In the past, I have refrained from criticising either scheme actuaries or the pension regulator, suggesting that the problem is just the framework within which they are forced to operate. However, I now believe that, together, the pension regulator and the actuaries are responsible for presiding over, and having invented, a morass of regulations which don’t work. One of the factors that changed my mind was the manner in which the LDI debacle was greeted, as if there was no problem.
Some pages may appear repetitive but I don't know which route you'll take. Several pages have little content - deliberately. Although I have removed the symbol, all amounts are in sterling. Nothing on this website constitutes “advice”.
Although this website has a lot in common with “discrate”, this one is more complex. There, I have been trying to explain why the discount process simply doesn’t work for long-term financial entities, even for really simple contracts. Here, I am trying to deal with defined benefit pensions.

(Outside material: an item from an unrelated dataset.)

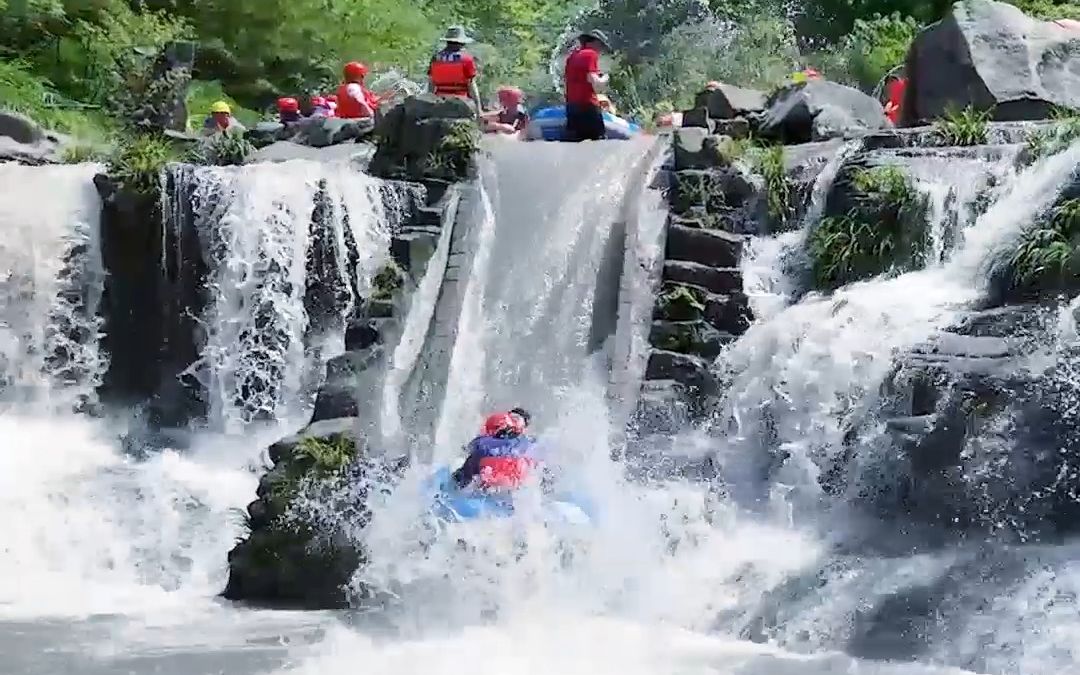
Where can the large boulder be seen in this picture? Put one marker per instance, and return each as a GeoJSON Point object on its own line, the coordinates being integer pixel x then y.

My basic question is why we think we can get complex stuff right if we can't get the basics correct - which I regret I rather doubt. We need much more balance between short term and long term views.
Typically, any financial entity's assets and liabilities are periodic cashflows over time, short or long; capital values are only poor representations of those cashflows. Consistency between future cashflows in both directions should be sought. However convenient it may have been in the past to represent them by scalar values, that approach conceals far more than is revealed. Given the enormous computing power now readily available, there is no good reason to retain scalars instead of using stochastic projections, so allowing stakeholders a more direct choice of risk appetite.
However, as scalars are still required by the regulators, at least in UK DB pension space, this website starts by considering how to derive “discount rates” as sensibly as we can. We will need to deal with some terminology and background. We can then move on to the contracts considered, the other variables taken into account and pricing approaches, following which we can look at outcomes, mostly shown as dynamic charts (now all in HTML5 rather than in Flash).
Ultimately, I am driven to the conclusion that actuaries should stop using discount rates alone for long-term projects with specified intended outcomes because cashflows are the key elements and scalars alone are inappropriate. A further point is that a variable may sometimes be negative, even if the mean is positive (see example). While I’m sure that is well known, I’m not convinced it’s always taken into account.
Indeed, if we can't even do simple stuff, can we really solve complex problems?